Commissioning, Qualification, and Validation (CQV) Engineer

We are seeking a proactive and detail-oriented CQV Engineer to support our client’s pharmaceutical and life sciences projects in the Raleigh/Durham area. This individual will play a key role in commissioning, qualification, and validation (CQV) activities for equipment and systems.

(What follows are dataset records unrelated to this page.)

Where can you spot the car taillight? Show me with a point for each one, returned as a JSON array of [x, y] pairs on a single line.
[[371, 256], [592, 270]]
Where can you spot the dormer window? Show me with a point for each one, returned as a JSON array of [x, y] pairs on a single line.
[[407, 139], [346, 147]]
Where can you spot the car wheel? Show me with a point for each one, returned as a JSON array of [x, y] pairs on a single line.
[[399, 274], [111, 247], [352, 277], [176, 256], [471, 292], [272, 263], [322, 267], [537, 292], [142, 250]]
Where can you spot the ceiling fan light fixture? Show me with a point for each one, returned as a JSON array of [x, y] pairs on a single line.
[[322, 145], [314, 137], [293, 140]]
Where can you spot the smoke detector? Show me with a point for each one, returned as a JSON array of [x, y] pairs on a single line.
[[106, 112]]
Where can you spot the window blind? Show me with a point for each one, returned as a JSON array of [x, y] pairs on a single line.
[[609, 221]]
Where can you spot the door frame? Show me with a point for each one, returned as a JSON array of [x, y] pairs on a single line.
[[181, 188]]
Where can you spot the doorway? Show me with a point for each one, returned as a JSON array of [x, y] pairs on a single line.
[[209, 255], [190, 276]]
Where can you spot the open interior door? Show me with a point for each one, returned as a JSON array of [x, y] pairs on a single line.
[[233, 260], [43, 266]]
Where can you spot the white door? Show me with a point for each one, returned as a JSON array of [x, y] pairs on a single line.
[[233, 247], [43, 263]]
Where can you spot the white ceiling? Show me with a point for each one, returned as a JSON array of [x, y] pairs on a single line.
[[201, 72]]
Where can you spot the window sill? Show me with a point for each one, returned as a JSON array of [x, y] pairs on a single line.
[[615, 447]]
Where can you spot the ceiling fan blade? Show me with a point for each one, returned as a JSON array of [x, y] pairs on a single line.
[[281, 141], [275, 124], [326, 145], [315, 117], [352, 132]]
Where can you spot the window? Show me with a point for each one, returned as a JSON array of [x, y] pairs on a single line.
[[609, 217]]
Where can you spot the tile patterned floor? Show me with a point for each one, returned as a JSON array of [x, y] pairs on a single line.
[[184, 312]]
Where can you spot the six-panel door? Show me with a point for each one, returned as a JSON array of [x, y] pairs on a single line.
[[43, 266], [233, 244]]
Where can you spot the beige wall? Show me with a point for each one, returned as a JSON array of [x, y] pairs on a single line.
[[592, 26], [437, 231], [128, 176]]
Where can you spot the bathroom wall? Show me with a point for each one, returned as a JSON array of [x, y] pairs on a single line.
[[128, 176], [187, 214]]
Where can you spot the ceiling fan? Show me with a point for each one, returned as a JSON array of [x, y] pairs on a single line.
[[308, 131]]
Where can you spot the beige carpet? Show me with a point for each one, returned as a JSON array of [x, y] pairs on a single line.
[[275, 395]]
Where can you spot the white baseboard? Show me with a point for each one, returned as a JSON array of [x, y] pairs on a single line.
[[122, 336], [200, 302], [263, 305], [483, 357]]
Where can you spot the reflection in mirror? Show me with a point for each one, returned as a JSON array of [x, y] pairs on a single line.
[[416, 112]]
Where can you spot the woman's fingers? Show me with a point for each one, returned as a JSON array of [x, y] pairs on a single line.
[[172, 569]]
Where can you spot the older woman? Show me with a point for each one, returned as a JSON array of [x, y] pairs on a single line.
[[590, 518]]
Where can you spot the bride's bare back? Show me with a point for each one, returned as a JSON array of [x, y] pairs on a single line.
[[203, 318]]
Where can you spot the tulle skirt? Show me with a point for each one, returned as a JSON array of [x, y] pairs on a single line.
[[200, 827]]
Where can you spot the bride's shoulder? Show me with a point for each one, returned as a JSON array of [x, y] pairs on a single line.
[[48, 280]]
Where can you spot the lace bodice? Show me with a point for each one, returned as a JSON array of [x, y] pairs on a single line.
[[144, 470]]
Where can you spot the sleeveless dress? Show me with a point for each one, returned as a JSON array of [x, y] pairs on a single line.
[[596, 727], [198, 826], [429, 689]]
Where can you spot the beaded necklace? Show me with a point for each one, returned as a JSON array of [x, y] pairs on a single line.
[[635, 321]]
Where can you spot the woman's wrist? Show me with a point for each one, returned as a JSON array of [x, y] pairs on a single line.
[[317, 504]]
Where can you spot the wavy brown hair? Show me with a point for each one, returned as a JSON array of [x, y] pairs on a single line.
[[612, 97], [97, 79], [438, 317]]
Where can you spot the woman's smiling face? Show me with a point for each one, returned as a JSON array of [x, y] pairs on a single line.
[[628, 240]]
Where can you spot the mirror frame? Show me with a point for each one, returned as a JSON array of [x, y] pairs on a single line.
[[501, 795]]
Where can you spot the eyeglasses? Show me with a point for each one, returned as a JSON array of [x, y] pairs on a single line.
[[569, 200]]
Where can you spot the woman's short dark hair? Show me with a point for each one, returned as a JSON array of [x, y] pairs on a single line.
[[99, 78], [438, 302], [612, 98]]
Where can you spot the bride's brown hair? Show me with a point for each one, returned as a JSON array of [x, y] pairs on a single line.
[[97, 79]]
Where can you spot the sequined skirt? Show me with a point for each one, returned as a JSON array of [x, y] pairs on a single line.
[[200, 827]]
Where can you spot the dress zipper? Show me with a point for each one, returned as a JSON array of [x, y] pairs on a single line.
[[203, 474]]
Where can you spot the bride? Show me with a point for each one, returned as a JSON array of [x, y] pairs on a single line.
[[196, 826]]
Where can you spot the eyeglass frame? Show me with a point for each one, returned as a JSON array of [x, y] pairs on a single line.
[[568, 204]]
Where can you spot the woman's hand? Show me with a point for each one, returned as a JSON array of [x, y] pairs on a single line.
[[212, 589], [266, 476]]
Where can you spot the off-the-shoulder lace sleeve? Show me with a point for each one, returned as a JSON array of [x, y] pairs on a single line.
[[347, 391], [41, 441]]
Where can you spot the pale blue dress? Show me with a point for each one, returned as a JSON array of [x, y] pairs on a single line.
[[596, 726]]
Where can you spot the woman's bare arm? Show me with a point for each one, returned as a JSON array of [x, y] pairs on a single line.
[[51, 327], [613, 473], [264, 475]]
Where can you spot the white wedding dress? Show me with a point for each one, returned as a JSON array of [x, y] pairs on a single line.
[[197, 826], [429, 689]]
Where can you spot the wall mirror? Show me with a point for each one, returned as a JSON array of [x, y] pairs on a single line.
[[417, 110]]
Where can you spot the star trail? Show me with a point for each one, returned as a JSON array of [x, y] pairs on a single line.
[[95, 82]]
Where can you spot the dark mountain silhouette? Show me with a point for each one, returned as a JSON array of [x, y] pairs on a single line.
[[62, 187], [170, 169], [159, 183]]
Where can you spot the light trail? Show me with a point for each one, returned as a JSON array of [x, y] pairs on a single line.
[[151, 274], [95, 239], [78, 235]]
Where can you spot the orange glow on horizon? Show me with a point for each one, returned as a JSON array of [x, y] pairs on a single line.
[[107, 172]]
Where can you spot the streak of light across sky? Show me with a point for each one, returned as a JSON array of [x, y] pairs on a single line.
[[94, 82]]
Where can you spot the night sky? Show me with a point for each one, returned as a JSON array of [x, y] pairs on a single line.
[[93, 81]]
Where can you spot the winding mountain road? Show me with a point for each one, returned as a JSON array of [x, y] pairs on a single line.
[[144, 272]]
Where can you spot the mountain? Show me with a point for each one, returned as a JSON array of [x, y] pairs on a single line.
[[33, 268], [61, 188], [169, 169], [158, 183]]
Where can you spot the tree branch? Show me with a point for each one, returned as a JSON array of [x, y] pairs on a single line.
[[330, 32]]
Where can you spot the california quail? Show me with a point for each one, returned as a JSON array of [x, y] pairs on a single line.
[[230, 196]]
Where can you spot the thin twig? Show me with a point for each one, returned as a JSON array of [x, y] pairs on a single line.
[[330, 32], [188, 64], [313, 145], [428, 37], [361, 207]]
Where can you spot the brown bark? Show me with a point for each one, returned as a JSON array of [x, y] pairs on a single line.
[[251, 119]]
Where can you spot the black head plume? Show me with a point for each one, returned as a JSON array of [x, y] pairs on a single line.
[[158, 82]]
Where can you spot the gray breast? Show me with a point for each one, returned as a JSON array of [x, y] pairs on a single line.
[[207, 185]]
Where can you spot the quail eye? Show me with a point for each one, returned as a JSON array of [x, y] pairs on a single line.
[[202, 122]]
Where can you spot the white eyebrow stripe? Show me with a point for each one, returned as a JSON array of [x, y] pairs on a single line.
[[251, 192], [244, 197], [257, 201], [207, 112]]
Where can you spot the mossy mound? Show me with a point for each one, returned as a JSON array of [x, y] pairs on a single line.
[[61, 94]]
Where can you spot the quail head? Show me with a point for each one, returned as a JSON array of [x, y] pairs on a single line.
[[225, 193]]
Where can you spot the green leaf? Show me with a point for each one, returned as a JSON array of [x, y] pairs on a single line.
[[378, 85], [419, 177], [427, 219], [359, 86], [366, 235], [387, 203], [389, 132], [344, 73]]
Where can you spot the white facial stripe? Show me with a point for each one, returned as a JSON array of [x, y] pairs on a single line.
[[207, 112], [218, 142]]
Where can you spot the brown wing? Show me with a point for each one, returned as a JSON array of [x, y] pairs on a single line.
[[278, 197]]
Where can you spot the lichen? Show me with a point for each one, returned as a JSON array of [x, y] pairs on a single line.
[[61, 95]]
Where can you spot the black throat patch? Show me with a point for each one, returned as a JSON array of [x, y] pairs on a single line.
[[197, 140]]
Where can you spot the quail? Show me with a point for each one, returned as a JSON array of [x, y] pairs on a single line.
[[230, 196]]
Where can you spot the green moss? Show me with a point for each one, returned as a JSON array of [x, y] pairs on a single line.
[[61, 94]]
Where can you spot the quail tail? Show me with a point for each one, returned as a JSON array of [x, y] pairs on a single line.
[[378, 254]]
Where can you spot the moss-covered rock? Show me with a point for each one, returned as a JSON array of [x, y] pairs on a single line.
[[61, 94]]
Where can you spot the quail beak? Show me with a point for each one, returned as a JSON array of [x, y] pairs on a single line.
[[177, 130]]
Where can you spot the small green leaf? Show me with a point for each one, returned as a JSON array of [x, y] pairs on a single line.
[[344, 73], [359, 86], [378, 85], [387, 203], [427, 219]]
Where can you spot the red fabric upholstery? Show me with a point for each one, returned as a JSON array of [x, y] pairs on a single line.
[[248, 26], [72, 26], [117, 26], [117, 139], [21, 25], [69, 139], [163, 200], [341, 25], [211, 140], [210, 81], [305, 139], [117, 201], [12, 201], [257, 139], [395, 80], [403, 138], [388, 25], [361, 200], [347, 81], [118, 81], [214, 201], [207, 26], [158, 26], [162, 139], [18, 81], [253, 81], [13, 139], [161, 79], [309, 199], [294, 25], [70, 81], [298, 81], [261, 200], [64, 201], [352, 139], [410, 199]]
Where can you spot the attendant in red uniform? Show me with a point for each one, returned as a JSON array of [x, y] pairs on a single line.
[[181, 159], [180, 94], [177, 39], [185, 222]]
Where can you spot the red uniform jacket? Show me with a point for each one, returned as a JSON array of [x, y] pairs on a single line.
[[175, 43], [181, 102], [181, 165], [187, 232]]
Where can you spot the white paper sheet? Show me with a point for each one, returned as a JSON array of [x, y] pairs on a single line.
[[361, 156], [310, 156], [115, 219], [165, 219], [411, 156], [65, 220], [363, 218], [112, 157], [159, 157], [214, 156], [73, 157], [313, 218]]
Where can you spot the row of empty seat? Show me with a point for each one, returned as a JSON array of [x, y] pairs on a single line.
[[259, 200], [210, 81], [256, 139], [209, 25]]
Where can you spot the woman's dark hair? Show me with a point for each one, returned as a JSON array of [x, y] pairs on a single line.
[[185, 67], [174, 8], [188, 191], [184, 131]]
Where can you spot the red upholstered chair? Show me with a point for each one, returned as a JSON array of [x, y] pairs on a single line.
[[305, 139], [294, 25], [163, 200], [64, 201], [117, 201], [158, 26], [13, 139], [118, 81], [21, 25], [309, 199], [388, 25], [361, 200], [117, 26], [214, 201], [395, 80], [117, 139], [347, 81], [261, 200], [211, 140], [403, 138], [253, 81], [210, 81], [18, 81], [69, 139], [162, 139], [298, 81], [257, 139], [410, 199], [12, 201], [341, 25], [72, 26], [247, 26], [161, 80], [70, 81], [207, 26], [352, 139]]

The ideal candidate has a strong work ethic, excellent communication skills, and a great attitude, making them a seamless fit within a dynamic team environment.

Responsibilities

• Lead and support CQV activities for process equipment, utilities, and automation systems, ensuring compliance with cGMP regulations and industry standards.
• Develop and execute commissioning and qualification protocols (IQ/OQ), including documentation preparation, execution, and reporting.
• Conduct risk assessments (FMEA, GMP impact assessments) to support validation strategy development.
• Interface with cross-functional teams (engineering, quality, operations, and project management) to troubleshoot issues and ensure project success.
• Maintain strong documentation and software proficiency, ensuring accurate record-keeping, data analysis, and compliance with regulatory requirements.
• Support and coordinate with vendors and contractors for equipment startup, qualification, and troubleshooting.
• Take a proactive approach to problem-solving and continuously seek process improvements.
• Ensure timely completion of CQV activities to meet project milestones.
• Provide regular updates / deliverable progress to CQV leads and project managers.
• Work with PACE, the client and other CQV resources to ensure site/project standards are met.
• Ensure compliance with relevant client procedures

Qualifications

• ~5 years of experience in CQV projects within the pharmaceutical, biotech, or life sciences industry.
• Experience working in a multi-disciplinary design office or equivalent client team
• Demonstrated CQV experience in client-side, project-team environments.
• Life Sciences experience in CQV projects within biologics, aseptic / sterile processing, and / or secondary applications.
• Site start-up experience preferred

Essential Skills

• Strong knowledge of cGMPs, FDA, EMA, and ISPE guidelines for equipment and systems qualification.
• Hands-on experience with process equipment, clean utilities, HVAC, automation systems, and laboratory instruments.
• Proficiency in CQV documentation tools and software (e.g., Veeva, Kneat, Bluebeam, or similar).
• Excellent verbal and written communication skills with the ability to interact effectively with both technical and non-technical stakeholders.
• Strong analytical, problem-solving, and organizational skills, with a self-driven and proactive mindset.
• Ability to work independently and as part of a team, maintaining a collaborative and solution-focused attitude

Why Join Us

• Opportunity to work with a dynamic, high-performing team in the life sciences industry.
• Be part of impactful pharmaceutical and biotech projects that contribute to healthcare advancements.
• Competitive compensation and professional growth opportunities in a fast-paced environment.